If you're taking someone out, gentlemen AND ladies, part of respecting the date and the person you're with is paying for the date you asked them to go on with you. While it is polite for the other person to offer, and acceptable to take them up on it if need be. It is massively uncool to get the bill and slap the person with a, “so, are we splitting this?” Even if it wasn’t the date you pictured, and you’re going home with an unfortunate feeling, maintain your respectful nature and pay for the date you asked for.
Finally, and potentially most importantly: the post-date struggle is not a struggle, it is in your head. If you are the girl that asks your friends about every text and takes your mom’s advice on how to respond, STOP. Oh my god. Stop. Your friends may love you anyway, but they want you to stand on your own and figure it out. Want to text them? Text them. Want to call them? Call them. Don’t? Don’t. When it comes to what to say, the only person that knows how you feel and what you’re thinking is you. So quit dragging people into your relationship when it should be between you and your friend/significant other/dude on the other end of the technology.

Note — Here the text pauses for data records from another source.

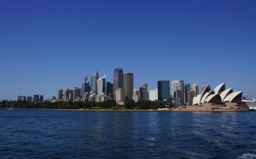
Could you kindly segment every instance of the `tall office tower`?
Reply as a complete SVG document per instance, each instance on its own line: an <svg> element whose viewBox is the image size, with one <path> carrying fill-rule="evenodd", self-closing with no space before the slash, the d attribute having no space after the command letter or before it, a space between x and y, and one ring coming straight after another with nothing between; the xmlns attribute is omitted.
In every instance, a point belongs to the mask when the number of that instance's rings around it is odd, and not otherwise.
<svg viewBox="0 0 256 159"><path fill-rule="evenodd" d="M110 99L113 99L113 83L110 82L107 82L106 87L106 94Z"/></svg>
<svg viewBox="0 0 256 159"><path fill-rule="evenodd" d="M147 83L141 84L141 87L146 89L146 94L145 98L146 100L148 100L148 84Z"/></svg>
<svg viewBox="0 0 256 159"><path fill-rule="evenodd" d="M22 101L26 101L26 96L23 96L22 97Z"/></svg>
<svg viewBox="0 0 256 159"><path fill-rule="evenodd" d="M70 90L70 88L64 91L64 100L73 100L73 98L72 99L70 98L70 94L73 93L73 90Z"/></svg>
<svg viewBox="0 0 256 159"><path fill-rule="evenodd" d="M170 98L170 81L157 81L157 99L164 100Z"/></svg>
<svg viewBox="0 0 256 159"><path fill-rule="evenodd" d="M105 95L106 88L106 75L97 80L97 95Z"/></svg>
<svg viewBox="0 0 256 159"><path fill-rule="evenodd" d="M204 88L205 88L206 86L207 86L207 85L203 85L202 86L201 86L201 94L202 94L202 92L203 92L203 91L204 90Z"/></svg>
<svg viewBox="0 0 256 159"><path fill-rule="evenodd" d="M141 87L138 88L139 89L139 95L140 95L141 99L143 99L144 100L147 100L147 91L145 88L144 88Z"/></svg>
<svg viewBox="0 0 256 159"><path fill-rule="evenodd" d="M149 91L149 100L151 101L157 100L157 89Z"/></svg>
<svg viewBox="0 0 256 159"><path fill-rule="evenodd" d="M59 89L58 91L58 99L59 100L62 100L63 98L63 90Z"/></svg>
<svg viewBox="0 0 256 159"><path fill-rule="evenodd" d="M185 93L185 104L188 102L188 91L190 90L190 83L185 83L184 85L184 93Z"/></svg>
<svg viewBox="0 0 256 159"><path fill-rule="evenodd" d="M113 99L116 99L116 90L118 88L124 88L124 72L121 68L116 68L114 71Z"/></svg>
<svg viewBox="0 0 256 159"><path fill-rule="evenodd" d="M33 102L38 102L39 101L39 95L34 94L32 96L32 101Z"/></svg>
<svg viewBox="0 0 256 159"><path fill-rule="evenodd" d="M83 96L85 93L90 92L90 83L87 81L88 78L86 75L85 76L83 80L85 81L82 83L80 92L80 96L82 98L84 98Z"/></svg>
<svg viewBox="0 0 256 159"><path fill-rule="evenodd" d="M193 85L192 85L192 91L195 91L195 96L198 95L198 86L196 84Z"/></svg>
<svg viewBox="0 0 256 159"><path fill-rule="evenodd" d="M97 80L99 79L98 71L91 76L91 91L93 91L95 95L97 94Z"/></svg>
<svg viewBox="0 0 256 159"><path fill-rule="evenodd" d="M132 99L133 91L133 73L127 72L124 74L124 88L125 96Z"/></svg>
<svg viewBox="0 0 256 159"><path fill-rule="evenodd" d="M188 91L188 105L193 105L193 98L195 97L195 91Z"/></svg>
<svg viewBox="0 0 256 159"><path fill-rule="evenodd" d="M74 87L74 90L73 91L73 101L76 101L76 97L80 96L80 92L81 89L78 87Z"/></svg>
<svg viewBox="0 0 256 159"><path fill-rule="evenodd" d="M27 101L28 102L32 102L32 97L31 96L27 96Z"/></svg>
<svg viewBox="0 0 256 159"><path fill-rule="evenodd" d="M40 95L39 97L39 102L42 102L44 100L44 96L42 95Z"/></svg>
<svg viewBox="0 0 256 159"><path fill-rule="evenodd" d="M124 102L125 100L125 91L124 89L119 88L116 90L116 99L117 102Z"/></svg>
<svg viewBox="0 0 256 159"><path fill-rule="evenodd" d="M17 100L22 100L22 96L18 96L18 99Z"/></svg>
<svg viewBox="0 0 256 159"><path fill-rule="evenodd" d="M51 96L51 101L53 101L56 100L56 97L54 96Z"/></svg>
<svg viewBox="0 0 256 159"><path fill-rule="evenodd" d="M182 92L179 92L179 94L183 93L183 95L180 97L175 97L174 92L177 90L180 90ZM185 104L185 98L184 95L184 81L175 80L172 81L172 93L173 97L174 98L181 98L181 105L184 105Z"/></svg>

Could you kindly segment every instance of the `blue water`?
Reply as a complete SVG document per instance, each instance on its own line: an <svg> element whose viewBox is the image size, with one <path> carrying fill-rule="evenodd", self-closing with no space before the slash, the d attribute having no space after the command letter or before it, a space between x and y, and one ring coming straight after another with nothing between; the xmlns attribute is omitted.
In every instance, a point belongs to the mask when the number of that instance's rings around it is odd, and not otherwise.
<svg viewBox="0 0 256 159"><path fill-rule="evenodd" d="M256 116L0 109L0 158L256 158Z"/></svg>

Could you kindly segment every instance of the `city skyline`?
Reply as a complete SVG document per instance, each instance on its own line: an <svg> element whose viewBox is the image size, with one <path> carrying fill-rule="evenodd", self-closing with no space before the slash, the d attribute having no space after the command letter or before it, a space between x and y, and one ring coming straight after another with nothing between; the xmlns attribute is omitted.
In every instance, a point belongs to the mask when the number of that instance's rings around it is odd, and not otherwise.
<svg viewBox="0 0 256 159"><path fill-rule="evenodd" d="M134 88L147 83L148 91L163 79L196 84L199 91L226 82L255 98L256 6L247 0L1 1L0 100L57 97L97 70L113 83L115 68L133 72Z"/></svg>

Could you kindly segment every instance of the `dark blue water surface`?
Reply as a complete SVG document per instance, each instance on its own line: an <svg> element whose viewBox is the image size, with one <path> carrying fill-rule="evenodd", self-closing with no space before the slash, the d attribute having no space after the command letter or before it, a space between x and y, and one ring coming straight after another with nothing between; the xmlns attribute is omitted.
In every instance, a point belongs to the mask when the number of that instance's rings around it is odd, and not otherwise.
<svg viewBox="0 0 256 159"><path fill-rule="evenodd" d="M256 116L0 109L0 158L256 158Z"/></svg>

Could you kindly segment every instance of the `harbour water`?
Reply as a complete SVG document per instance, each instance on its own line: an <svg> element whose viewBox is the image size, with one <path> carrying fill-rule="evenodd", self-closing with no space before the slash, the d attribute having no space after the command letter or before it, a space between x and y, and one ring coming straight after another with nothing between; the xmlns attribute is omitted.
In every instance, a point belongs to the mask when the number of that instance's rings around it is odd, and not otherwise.
<svg viewBox="0 0 256 159"><path fill-rule="evenodd" d="M256 116L0 109L0 158L256 158Z"/></svg>

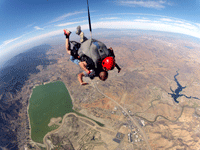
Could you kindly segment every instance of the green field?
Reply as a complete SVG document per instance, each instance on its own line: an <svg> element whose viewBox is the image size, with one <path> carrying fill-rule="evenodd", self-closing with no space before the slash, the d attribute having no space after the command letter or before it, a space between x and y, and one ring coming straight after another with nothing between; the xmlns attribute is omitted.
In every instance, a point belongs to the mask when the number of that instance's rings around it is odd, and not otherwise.
<svg viewBox="0 0 200 150"><path fill-rule="evenodd" d="M48 132L58 128L58 126L48 127L51 118L63 117L69 112L84 116L74 111L72 107L72 100L63 82L52 82L34 88L29 100L28 111L32 140L43 143L44 136ZM95 122L100 126L104 126L98 121Z"/></svg>

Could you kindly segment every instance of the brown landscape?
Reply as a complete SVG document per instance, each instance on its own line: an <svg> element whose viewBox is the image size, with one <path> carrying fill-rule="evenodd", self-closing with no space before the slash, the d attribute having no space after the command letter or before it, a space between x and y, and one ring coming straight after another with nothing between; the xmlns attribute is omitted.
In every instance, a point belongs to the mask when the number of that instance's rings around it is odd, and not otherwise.
<svg viewBox="0 0 200 150"><path fill-rule="evenodd" d="M71 95L73 109L105 126L75 114L66 115L62 124L54 118L50 125L59 128L45 136L46 143L31 141L26 129L19 132L19 137L26 137L21 140L22 147L57 149L60 144L60 149L76 150L199 148L200 45L164 35L123 34L98 38L114 49L116 62L122 68L120 73L117 69L110 71L106 81L84 78L89 84L81 86L77 74L82 70L70 62L63 43L51 45L48 52L57 63L46 69L38 66L41 72L32 74L21 92L30 97L34 86L61 80ZM22 129L27 126L27 105L24 102L19 113Z"/></svg>

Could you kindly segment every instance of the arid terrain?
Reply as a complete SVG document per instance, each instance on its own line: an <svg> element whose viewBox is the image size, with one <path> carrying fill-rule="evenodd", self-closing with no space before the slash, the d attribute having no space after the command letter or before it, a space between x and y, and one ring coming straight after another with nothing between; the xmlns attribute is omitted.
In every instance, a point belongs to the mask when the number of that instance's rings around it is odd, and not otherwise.
<svg viewBox="0 0 200 150"><path fill-rule="evenodd" d="M59 128L45 136L46 143L29 139L25 147L198 149L200 45L164 33L115 31L110 37L102 35L96 34L96 39L114 49L116 62L122 68L120 73L117 69L110 71L104 82L84 78L89 84L81 86L77 74L82 70L70 62L65 44L52 45L47 54L57 63L46 68L38 66L40 72L30 76L22 92L28 95L36 85L61 80L69 90L74 110L105 126L101 128L75 114L66 115L61 122L60 118L53 118L49 125ZM23 112L20 115L27 117Z"/></svg>

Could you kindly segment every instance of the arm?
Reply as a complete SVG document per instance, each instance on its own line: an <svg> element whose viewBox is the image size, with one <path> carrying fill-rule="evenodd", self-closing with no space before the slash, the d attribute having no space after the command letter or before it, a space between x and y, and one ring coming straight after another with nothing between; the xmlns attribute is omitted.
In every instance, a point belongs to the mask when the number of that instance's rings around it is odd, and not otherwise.
<svg viewBox="0 0 200 150"><path fill-rule="evenodd" d="M71 55L71 50L70 50L70 46L69 46L69 38L66 38L66 51L69 55Z"/></svg>
<svg viewBox="0 0 200 150"><path fill-rule="evenodd" d="M86 63L85 61L79 63L79 66L80 66L87 74L89 74L90 71L86 68L86 65L87 65L87 63Z"/></svg>
<svg viewBox="0 0 200 150"><path fill-rule="evenodd" d="M109 47L110 51L111 51L111 55L115 58L115 54L114 54L114 51L112 49L112 47ZM115 63L115 67L117 68L118 70L118 73L121 71L121 68L118 66L117 63Z"/></svg>
<svg viewBox="0 0 200 150"><path fill-rule="evenodd" d="M118 70L118 73L121 71L121 68L118 66L118 64L117 63L115 63L115 67L117 68L117 70Z"/></svg>
<svg viewBox="0 0 200 150"><path fill-rule="evenodd" d="M83 76L85 76L83 72L79 73L79 74L78 74L78 81L79 81L79 83L80 83L81 85L86 85L86 84L88 84L88 83L83 82Z"/></svg>

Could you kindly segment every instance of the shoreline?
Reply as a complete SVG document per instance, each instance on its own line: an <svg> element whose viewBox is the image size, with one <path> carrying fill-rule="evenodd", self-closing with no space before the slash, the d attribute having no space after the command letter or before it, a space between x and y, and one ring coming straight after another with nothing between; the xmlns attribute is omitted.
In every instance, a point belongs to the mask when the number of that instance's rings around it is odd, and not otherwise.
<svg viewBox="0 0 200 150"><path fill-rule="evenodd" d="M63 82L62 80L57 80L57 81ZM31 96L32 96L32 94L33 94L33 89L36 88L37 86L46 85L46 84L54 83L54 82L57 82L57 81L48 81L48 82L44 82L44 83L39 84L39 85L34 85L33 88L31 89L32 92L31 92L31 95L29 96L29 99L28 99L28 106L27 106L27 116L28 116L29 128L30 128L30 129L29 129L29 138L30 138L29 142L35 143L36 145L37 145L37 142L33 141L32 138L31 138L31 123L30 123L30 117L29 117L29 106L30 106L30 99L31 99ZM74 99L73 99L73 97L71 96L71 92L68 90L66 84L65 84L64 82L63 82L63 84L65 85L65 87L66 87L66 89L67 89L67 91L68 91L68 93L69 93L69 96L70 96L70 98L71 98L71 100L72 100L72 106L73 106L72 109L74 110L74 105L73 105ZM69 114L69 113L67 113L67 114ZM65 115L66 115L66 114L65 114ZM64 116L65 116L65 115L64 115ZM64 116L63 116L63 118L64 118ZM62 120L63 120L63 118L62 118ZM59 128L59 127L58 127L58 128ZM57 129L55 129L55 130L57 130ZM54 131L54 130L53 130L53 131ZM50 131L50 132L51 132L51 131ZM48 132L48 133L49 133L49 132ZM48 134L48 133L47 133L47 134ZM40 143L40 144L45 144L45 143L44 143L44 141L43 141L43 143Z"/></svg>

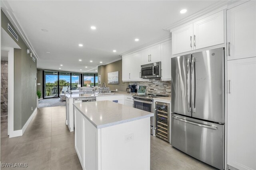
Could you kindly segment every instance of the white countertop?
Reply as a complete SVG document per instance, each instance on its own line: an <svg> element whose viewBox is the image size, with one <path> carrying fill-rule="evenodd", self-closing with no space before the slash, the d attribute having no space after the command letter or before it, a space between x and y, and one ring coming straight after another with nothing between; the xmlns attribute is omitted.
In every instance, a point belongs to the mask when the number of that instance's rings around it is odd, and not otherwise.
<svg viewBox="0 0 256 170"><path fill-rule="evenodd" d="M117 96L117 95L127 95L128 96L132 96L134 95L134 94L131 94L130 93L128 93L126 92L113 92L110 94L108 94L107 93L105 93L104 95L101 94L66 94L66 96L68 98L86 98L88 97L99 97L99 96Z"/></svg>
<svg viewBox="0 0 256 170"><path fill-rule="evenodd" d="M73 105L97 129L154 116L152 113L110 101L76 103Z"/></svg>

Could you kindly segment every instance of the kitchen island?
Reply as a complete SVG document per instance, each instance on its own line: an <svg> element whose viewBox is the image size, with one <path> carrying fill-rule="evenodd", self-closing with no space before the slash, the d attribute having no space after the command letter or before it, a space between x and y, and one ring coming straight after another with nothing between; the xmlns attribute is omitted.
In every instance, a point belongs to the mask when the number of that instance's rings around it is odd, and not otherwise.
<svg viewBox="0 0 256 170"><path fill-rule="evenodd" d="M153 113L110 101L73 105L75 148L83 169L150 169Z"/></svg>

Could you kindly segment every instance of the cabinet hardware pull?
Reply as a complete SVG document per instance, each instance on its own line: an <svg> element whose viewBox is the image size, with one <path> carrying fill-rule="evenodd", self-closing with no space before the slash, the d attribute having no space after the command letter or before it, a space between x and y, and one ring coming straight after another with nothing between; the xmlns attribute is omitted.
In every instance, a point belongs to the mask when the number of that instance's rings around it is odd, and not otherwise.
<svg viewBox="0 0 256 170"><path fill-rule="evenodd" d="M228 56L230 56L230 42L228 42Z"/></svg>
<svg viewBox="0 0 256 170"><path fill-rule="evenodd" d="M194 35L194 46L196 47L196 35Z"/></svg>
<svg viewBox="0 0 256 170"><path fill-rule="evenodd" d="M228 94L230 94L230 80L228 80Z"/></svg>

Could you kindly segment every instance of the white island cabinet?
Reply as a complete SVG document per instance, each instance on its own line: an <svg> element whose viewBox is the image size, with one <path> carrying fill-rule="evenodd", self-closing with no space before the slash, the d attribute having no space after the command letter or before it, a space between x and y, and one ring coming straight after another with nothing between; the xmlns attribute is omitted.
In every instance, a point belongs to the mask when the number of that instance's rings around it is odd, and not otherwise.
<svg viewBox="0 0 256 170"><path fill-rule="evenodd" d="M74 106L75 148L83 169L150 169L153 113L110 101Z"/></svg>

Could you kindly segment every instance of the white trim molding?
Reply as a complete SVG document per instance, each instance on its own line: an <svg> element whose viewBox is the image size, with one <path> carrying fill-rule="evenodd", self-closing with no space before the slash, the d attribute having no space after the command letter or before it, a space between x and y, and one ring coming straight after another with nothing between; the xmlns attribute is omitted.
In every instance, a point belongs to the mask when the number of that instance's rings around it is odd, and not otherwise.
<svg viewBox="0 0 256 170"><path fill-rule="evenodd" d="M4 13L6 15L7 18L9 19L15 29L18 32L18 34L20 36L22 39L24 41L26 45L30 48L30 49L34 56L36 57L37 60L39 60L36 51L34 47L31 45L29 40L27 38L25 33L23 31L23 29L19 23L19 22L16 19L15 16L10 6L7 1L1 1L1 4L2 6L1 9L4 12Z"/></svg>

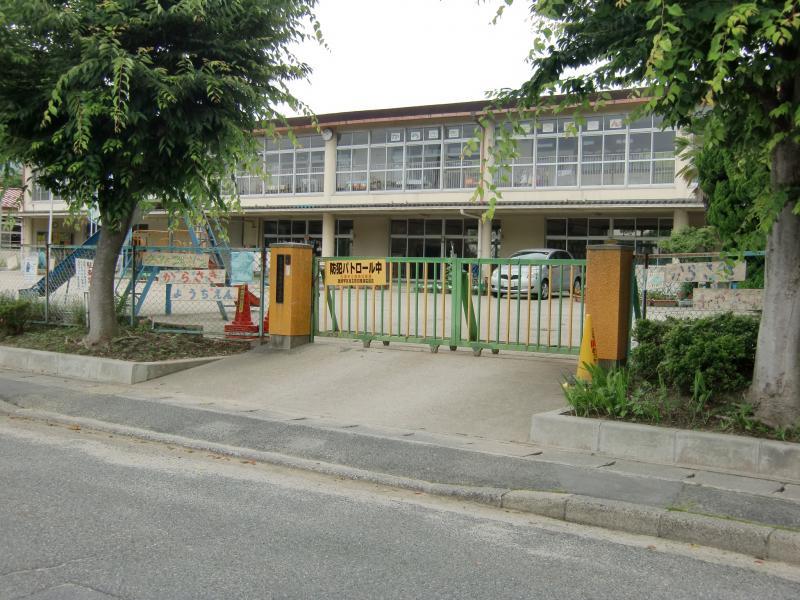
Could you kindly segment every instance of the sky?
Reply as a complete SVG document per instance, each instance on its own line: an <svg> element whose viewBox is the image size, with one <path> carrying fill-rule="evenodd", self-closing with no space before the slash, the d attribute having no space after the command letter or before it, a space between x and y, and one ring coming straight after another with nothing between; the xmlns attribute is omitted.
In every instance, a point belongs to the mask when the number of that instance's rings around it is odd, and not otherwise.
<svg viewBox="0 0 800 600"><path fill-rule="evenodd" d="M317 114L481 100L528 78L533 36L517 0L320 0L329 49L295 48L314 72L292 92Z"/></svg>

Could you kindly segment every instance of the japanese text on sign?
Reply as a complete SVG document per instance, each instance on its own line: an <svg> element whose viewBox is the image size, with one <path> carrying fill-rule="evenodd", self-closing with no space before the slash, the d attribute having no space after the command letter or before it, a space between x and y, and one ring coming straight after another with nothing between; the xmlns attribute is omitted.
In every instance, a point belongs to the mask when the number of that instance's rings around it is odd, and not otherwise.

Okay, so in the nitty-gritty of things there might be 50 ways to screw up your first, second or third date. But at least you don’t have to play games and pretend to be someone or something you’re not. The worst that could happen is he or she doesn’t like you, but whose fault is that if you don’t even put your true self out their in the first place. Take a chance and keep taking a chance because it would really put your knickers in a twist to find out you already met the person of your dreams but weren't yourself enough to keep them around. If you remember nothing else, whether it’s a candlelit dinner, a coffee in the park, a hike, a painting class, a pottery tutorial or a rock concert, you’re never fully dressed without a smile ... and underwear, definitely underwear.